Deuxièmement, Trump a compris que, alors que Ronald Reagan et Obama résonnaient dans une époque d’aspiration, nous sommes aujourd’hui dans une époque d’anxiété. La classe ouvrière supérieure et la classe moyenne inférieure craignent de perdre leur statut et aspirent à une couverture de sécurité. Les jeunes craignent d’être dans une situation pire que celle de la génération de leurs parents et de ne pas pouvoir acheter une maison. Beaucoup, à tort, perçoivent Trump comme un populiste économique parce qu’il s’en prend aux élites et « dit les choses telles qu’elles sont » ou « dit ce qu’elles ressentent » ou « s’en fout ».
Troisièmement, il y a Trump, le guerrier culturel. Pendant près d’une décennie, il a puisé dans l’identité de l’Amérique : une longue et douloureuse histoire raciale de progrès et de réactions négatives, attisée à nouveau par l’élection d’Obama et les chrétiens blancs se retrouvant en minorité. La xénophobie est au cœur de son identité politique. En outre, sa campagne a dépensé des millions en publicités alimentant l’hystérie sur les droits des transgenres (« L’agenda de Kamala, c’est eux/eux, pas vous »).

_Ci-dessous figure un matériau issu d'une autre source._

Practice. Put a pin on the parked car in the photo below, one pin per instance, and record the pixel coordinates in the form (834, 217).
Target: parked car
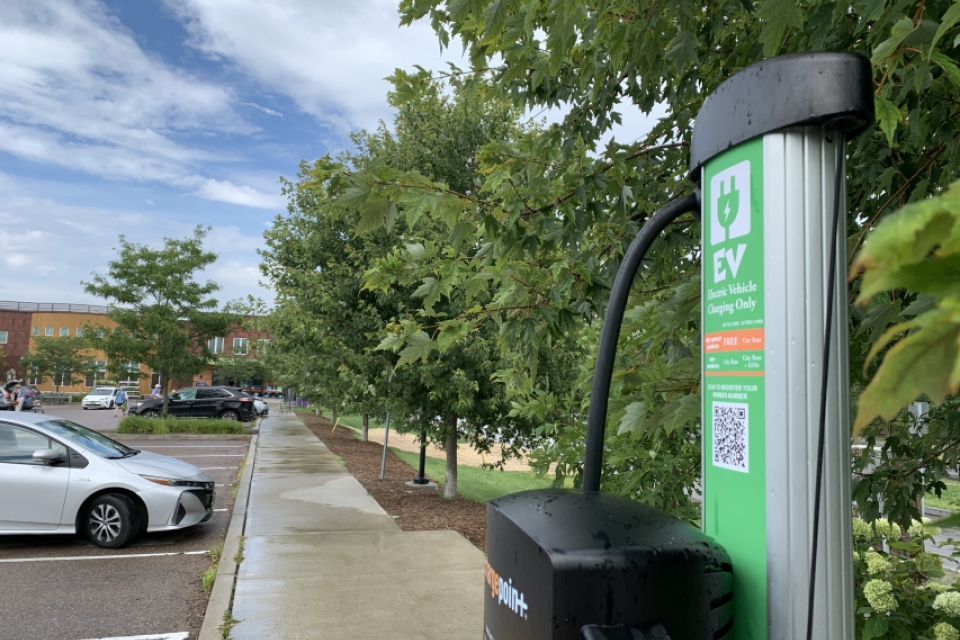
(57, 476)
(228, 403)
(100, 398)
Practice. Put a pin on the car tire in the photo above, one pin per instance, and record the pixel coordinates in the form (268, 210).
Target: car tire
(111, 521)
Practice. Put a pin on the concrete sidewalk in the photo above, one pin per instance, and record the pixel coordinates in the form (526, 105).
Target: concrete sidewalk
(323, 560)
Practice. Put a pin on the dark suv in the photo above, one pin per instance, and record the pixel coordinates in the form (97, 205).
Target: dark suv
(228, 403)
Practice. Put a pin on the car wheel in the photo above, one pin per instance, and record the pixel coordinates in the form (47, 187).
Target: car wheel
(112, 521)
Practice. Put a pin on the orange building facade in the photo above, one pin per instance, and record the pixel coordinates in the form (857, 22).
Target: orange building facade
(22, 322)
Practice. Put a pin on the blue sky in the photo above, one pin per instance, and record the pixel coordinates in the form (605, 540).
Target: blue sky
(148, 117)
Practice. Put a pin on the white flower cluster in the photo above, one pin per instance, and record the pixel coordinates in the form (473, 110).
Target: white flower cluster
(878, 595)
(946, 631)
(949, 603)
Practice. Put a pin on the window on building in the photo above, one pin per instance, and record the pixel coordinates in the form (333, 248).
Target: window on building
(215, 345)
(241, 346)
(97, 374)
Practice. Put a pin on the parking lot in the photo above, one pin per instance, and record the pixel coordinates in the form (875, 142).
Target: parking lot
(64, 588)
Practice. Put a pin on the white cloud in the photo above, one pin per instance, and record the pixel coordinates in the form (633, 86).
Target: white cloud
(64, 244)
(226, 191)
(329, 56)
(80, 93)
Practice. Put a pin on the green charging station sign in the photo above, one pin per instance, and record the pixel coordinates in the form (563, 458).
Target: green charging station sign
(734, 496)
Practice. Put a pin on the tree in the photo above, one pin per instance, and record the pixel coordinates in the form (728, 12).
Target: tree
(317, 255)
(559, 207)
(61, 359)
(164, 318)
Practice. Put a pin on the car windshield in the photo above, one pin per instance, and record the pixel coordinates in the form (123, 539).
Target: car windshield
(88, 439)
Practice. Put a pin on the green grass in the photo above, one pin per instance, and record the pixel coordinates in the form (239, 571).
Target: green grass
(137, 424)
(949, 499)
(476, 483)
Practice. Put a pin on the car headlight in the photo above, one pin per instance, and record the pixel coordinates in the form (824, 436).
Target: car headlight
(178, 483)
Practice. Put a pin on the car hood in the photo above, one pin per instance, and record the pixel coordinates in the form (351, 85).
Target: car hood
(146, 463)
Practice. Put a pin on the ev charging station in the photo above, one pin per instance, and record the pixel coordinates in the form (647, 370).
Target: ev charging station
(767, 152)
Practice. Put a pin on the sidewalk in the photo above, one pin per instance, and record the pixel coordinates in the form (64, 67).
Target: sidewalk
(323, 560)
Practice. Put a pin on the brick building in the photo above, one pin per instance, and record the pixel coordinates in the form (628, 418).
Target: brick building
(22, 322)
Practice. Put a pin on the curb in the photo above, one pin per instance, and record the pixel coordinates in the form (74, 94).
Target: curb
(221, 595)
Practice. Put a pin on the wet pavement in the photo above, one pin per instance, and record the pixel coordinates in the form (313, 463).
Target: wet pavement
(323, 560)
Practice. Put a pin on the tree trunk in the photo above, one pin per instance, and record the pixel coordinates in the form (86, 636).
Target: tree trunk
(450, 489)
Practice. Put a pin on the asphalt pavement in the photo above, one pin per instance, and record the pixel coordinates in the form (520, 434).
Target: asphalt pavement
(64, 588)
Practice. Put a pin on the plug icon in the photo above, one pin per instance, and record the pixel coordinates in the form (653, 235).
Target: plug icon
(730, 209)
(728, 203)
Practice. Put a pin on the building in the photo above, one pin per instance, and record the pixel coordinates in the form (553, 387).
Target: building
(22, 322)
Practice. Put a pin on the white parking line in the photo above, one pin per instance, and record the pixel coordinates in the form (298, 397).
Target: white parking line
(199, 446)
(180, 635)
(214, 455)
(126, 555)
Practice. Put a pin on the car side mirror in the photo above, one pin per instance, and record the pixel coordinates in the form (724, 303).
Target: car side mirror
(47, 456)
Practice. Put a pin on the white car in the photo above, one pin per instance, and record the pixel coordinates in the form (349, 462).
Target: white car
(100, 398)
(57, 476)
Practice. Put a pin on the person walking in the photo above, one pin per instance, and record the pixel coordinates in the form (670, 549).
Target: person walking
(120, 402)
(19, 396)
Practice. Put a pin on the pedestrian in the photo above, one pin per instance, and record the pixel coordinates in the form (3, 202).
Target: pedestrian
(19, 396)
(120, 402)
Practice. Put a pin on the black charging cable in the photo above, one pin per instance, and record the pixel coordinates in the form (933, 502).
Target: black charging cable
(610, 333)
(827, 336)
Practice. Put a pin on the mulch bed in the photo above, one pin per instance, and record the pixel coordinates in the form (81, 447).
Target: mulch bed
(416, 509)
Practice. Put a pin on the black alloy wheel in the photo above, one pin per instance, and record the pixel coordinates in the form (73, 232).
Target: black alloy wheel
(112, 521)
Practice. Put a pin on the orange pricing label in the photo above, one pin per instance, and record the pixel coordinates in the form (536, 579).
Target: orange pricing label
(735, 340)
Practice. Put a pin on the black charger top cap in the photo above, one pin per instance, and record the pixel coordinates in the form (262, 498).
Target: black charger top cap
(786, 91)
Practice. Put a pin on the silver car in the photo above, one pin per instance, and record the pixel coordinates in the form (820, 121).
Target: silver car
(59, 477)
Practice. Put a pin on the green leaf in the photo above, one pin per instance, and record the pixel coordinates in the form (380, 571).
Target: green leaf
(949, 67)
(419, 346)
(875, 627)
(634, 419)
(925, 362)
(890, 46)
(950, 18)
(778, 16)
(889, 117)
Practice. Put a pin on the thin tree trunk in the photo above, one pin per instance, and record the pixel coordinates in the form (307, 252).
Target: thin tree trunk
(450, 489)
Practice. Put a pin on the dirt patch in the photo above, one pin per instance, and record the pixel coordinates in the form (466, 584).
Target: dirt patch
(415, 509)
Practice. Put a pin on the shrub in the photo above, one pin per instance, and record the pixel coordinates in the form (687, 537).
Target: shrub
(897, 595)
(137, 424)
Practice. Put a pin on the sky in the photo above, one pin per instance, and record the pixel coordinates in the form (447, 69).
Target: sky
(147, 118)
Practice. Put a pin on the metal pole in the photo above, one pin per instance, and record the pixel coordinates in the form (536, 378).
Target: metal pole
(386, 435)
(422, 476)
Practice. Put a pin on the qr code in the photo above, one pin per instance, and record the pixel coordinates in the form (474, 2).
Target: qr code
(731, 424)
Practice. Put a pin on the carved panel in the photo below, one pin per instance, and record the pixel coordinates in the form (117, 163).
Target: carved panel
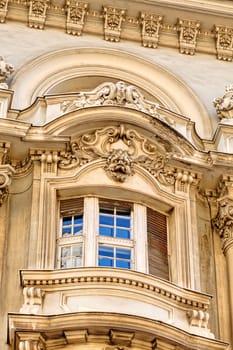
(151, 24)
(188, 32)
(113, 18)
(224, 43)
(224, 105)
(6, 69)
(3, 10)
(76, 12)
(37, 13)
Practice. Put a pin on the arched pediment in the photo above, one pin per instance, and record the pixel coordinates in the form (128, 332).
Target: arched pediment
(64, 72)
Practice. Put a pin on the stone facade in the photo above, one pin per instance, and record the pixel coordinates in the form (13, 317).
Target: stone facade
(120, 109)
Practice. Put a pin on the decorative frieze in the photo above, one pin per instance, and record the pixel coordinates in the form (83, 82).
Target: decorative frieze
(113, 19)
(112, 94)
(37, 13)
(198, 318)
(3, 10)
(76, 13)
(33, 299)
(188, 31)
(224, 105)
(224, 43)
(6, 69)
(151, 24)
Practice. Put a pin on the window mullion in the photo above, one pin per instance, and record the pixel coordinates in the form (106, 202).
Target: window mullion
(90, 228)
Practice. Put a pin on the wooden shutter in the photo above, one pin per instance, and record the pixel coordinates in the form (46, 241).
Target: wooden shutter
(157, 244)
(72, 206)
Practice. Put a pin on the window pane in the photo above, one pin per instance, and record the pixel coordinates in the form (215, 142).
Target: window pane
(122, 233)
(106, 251)
(67, 220)
(106, 231)
(106, 220)
(106, 262)
(122, 253)
(123, 264)
(123, 222)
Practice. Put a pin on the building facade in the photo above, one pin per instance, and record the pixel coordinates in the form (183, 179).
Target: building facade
(116, 176)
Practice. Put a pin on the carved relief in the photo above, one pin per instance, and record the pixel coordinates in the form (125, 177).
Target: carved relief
(6, 69)
(113, 18)
(224, 43)
(76, 12)
(33, 298)
(37, 13)
(151, 24)
(198, 318)
(119, 94)
(3, 10)
(121, 149)
(224, 105)
(188, 32)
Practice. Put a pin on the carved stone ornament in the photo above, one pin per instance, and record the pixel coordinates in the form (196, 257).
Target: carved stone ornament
(76, 12)
(224, 43)
(37, 13)
(3, 10)
(224, 105)
(6, 69)
(188, 32)
(151, 24)
(121, 149)
(113, 18)
(112, 94)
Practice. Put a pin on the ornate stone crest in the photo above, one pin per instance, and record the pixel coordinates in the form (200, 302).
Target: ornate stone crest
(224, 105)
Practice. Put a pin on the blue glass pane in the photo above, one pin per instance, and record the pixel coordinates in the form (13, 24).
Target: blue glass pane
(106, 251)
(78, 230)
(106, 231)
(122, 253)
(122, 233)
(67, 220)
(66, 231)
(106, 220)
(123, 222)
(123, 264)
(78, 219)
(106, 262)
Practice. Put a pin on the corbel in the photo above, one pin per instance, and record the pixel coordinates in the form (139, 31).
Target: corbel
(151, 24)
(3, 10)
(75, 20)
(188, 31)
(224, 42)
(113, 18)
(37, 13)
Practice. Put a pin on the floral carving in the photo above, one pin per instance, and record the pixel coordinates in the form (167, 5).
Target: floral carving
(119, 94)
(151, 24)
(188, 32)
(37, 13)
(224, 105)
(224, 43)
(76, 12)
(6, 69)
(113, 18)
(3, 10)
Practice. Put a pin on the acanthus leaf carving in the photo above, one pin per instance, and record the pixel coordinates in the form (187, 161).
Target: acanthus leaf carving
(76, 13)
(224, 42)
(6, 69)
(188, 31)
(113, 94)
(3, 10)
(224, 105)
(37, 13)
(113, 18)
(151, 24)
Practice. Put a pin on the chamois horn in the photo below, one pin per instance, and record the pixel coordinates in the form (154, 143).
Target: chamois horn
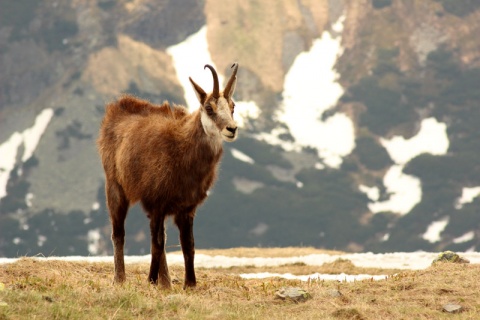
(216, 90)
(228, 87)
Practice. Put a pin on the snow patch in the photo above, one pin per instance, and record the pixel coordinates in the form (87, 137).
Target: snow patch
(310, 89)
(468, 195)
(94, 238)
(29, 138)
(434, 230)
(432, 138)
(465, 238)
(405, 192)
(241, 156)
(397, 260)
(372, 192)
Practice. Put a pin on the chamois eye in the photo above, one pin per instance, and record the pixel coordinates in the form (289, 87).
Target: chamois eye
(209, 109)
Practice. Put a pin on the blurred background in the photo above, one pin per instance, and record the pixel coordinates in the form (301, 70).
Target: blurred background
(359, 120)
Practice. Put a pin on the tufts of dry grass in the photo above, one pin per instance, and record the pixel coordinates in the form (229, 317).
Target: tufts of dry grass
(79, 290)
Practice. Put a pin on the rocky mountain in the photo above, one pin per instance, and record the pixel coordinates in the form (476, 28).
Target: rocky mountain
(359, 120)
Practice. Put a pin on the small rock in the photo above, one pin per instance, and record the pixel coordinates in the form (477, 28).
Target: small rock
(449, 256)
(292, 293)
(452, 308)
(334, 293)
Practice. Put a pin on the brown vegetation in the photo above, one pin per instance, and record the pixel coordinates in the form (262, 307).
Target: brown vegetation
(81, 290)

Ensemble, avec l’aide sinistre du milliardaire Elon Musk, cela a suffi à remporter la victoire. Préparez-vous maintenant à une autre investiture de Trump – le redux du carnage américain – et à une autre affirmation fantastique sur la taille de sa foule. Préparez-vous à ce que les normes soient bafouées, que les institutions soient sapées et que les opposants soient la cible de représailles. Préparez-vous à un bureau ovale occupé par un narcissique malin et sans garde-corps cette fois. Préparez-vous à des tweets dérangés en majuscules qui déclenchent des cycles d’actualité et font bouger les marchés. Préparez-vous à une anxiété nationale hors du commun et à des tremblements mondiaux, de la Chine à l’Ukraine. Préparez-vous également à une nouvelle résistance et à une poussée d’énergie anti-Trump.
Comment cela s’est-il passé ici ? L’Amérique a eu de nombreuses occasions d’arrêter Donald Trump, mais elle a raté son coup à chaque fois. Cela ne deviendra pas une autocratie du jour au lendemain, mais il ne fait désormais aucun doute qu’il s’agit d’une démocratie en déclin. Comme Oscar Wilde ne l’a jamais dit, élire Trump une fois peut être considéré comme un malheur ; l’élire deux fois ressemble à de la folie.